7-10 are easily enough countered by pointing out that the church began long before Pentecost.


----------



## Rich Koster (Feb 10, 2010)

I've talked with crackheads that made more sense....


----------



## TimV (Feb 10, 2010)

Truly! There's only so much time you can devoted to maniacs. 

Did anyone else notice the similarities of number one to the Federal Vision? It's so much easier to just say all baptized babies are elect. Not that the dufus who wrote the OP article has ever thought it through that far.


----------



## buggy (Feb 10, 2010)

I'm surprised that there are even Calvinists who adhere to Landmarkism. I thought this belief is only restricted to some fundamental Baptists. Is this the "Trail of Blood" belief?


----------



## TimV (Feb 10, 2010)

buggy, many Landmark Baptists hold to the 5 points, but they aren't considered Calvinists my many of us. And yes, Landmark Baptists are associated with the fairy tale "The Trail of Blood".


----------



## awretchsavedbygrace (Feb 10, 2010)

Rich Koster said:


> I've talked with crackheads that made more sense....


 
Alot of those in Jersey.


----------



## Pergamum (Feb 10, 2010)

Many, many calvy baptists have Landmarker traits.


Many, many churches and folks that support me have Landmarker tendencies.

Therefore, I am trying not to call them Crackheads, but I am trying to reason with them in such a why that we know the glorious truths of the eternal and universal Church (with a really big C) of Jesus Christ. Therefore, Iam trying to formulate a kind response to them. 

I have already won a few Landmarkers over to my view, but this strain of wrong teaching continues to be a gnat in my face and a constant sore to me as my own ecclesiology often gets questioned by them.


----------



## southern (Feb 10, 2010)

Pergamum,

I would like to comment on the first two. 

The first states:



> 1. A universal invisible church defies the Greek definition. By definition of the Greek word used, a church (ecclesia) must be an organized gathering (assembly) of persons with a common interest and common officers. This is the N.T. usage as well as the Septuagint and secular uses. There can be no such thing as an assembly that does not assemble.



I believe that the Greek word holds to its essence an "assembly". My Landmark brethren have often used this argument against the 'Universal Church' of the Westminster and 1689 LBC. The argument is that since 'all of the elect' have never assembled then they cannot be an 'ecclesia' (assembly). However, this is to misunderstand the nature of the 'Universal Church' that is being argued for.

Jesus said all the Father gives to Him will 'come to Him'. This verse teaches that all believers have indeed assembled. They have assembled 'in Christ'. So it is simply untrue to say that they have never assembled. Now they will be quick to point out that this is not a 'literal' and 'physical' assembly. That is correct as stated. However, this is one of the reasons that we make a distinction between the Visible and Invisible Church. It is not a different meaning, only a different application, hence the distinction. 

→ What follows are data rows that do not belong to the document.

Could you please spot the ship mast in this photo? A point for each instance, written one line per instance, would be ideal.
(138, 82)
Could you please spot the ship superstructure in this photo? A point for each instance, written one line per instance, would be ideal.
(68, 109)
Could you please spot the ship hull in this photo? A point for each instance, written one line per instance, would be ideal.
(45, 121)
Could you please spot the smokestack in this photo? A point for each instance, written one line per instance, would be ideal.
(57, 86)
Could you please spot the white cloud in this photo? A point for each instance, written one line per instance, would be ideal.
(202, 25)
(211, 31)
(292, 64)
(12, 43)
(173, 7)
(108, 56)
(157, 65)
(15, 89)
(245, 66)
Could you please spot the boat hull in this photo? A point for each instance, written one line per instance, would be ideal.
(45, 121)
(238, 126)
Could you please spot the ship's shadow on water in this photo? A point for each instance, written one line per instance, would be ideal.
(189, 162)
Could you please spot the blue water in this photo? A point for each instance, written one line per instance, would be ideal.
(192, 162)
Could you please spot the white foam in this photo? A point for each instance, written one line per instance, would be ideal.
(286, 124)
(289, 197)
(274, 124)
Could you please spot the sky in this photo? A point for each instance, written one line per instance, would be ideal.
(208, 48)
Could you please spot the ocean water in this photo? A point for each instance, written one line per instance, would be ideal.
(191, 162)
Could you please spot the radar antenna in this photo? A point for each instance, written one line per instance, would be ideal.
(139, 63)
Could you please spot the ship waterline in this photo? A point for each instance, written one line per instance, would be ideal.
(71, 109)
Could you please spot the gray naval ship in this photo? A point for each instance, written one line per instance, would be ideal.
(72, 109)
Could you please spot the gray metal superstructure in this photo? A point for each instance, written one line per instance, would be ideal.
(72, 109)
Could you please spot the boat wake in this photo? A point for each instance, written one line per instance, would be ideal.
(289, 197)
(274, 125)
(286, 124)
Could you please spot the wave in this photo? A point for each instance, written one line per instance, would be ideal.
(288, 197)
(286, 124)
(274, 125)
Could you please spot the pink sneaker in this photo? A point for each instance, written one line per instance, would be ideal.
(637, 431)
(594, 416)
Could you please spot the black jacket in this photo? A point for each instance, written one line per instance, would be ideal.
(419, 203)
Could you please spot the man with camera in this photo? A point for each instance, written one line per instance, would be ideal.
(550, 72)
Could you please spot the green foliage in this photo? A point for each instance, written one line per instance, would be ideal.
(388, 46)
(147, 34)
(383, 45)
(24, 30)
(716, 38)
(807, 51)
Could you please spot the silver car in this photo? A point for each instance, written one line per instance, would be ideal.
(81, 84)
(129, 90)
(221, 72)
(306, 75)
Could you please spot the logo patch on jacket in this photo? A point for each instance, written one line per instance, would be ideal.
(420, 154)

> 2. The invisible church definition is based on unsound exegesis. To make up a second definition for the word church (or any other word) to fit preconceived doctrinal notions is not sound Bible exegesis. Such a practice allows any doctrine to be taught simply by saying that a word means one thing in one place and quite another in a different place. If “ecclesia” means a gathered, organized assembly of persons called out from daily duties, to assume that Christ or Paul used it differently is unsafe, unless Christ or Paul explained such a different usage – which neither did. Personal bias is no justification for saying that there is a second definition for the word “ecclesia.”



No one is arguing that the word has changed. We are only applying the meaning in a different sense. This is very common in scripture!

We know that 'Baptism' has a literal meaning. However, it is applied to the sufferings of Christ as well as to judgment (ie baptism of fire). This is not making a difference in the meaning but only its application. We could point to many other words that meaning is changed from literal to spiritual in the scripture (kingdom, family, brother, etc.). Again, this doesn't mean were inventing a 'second definition' but a different application of that meaning. 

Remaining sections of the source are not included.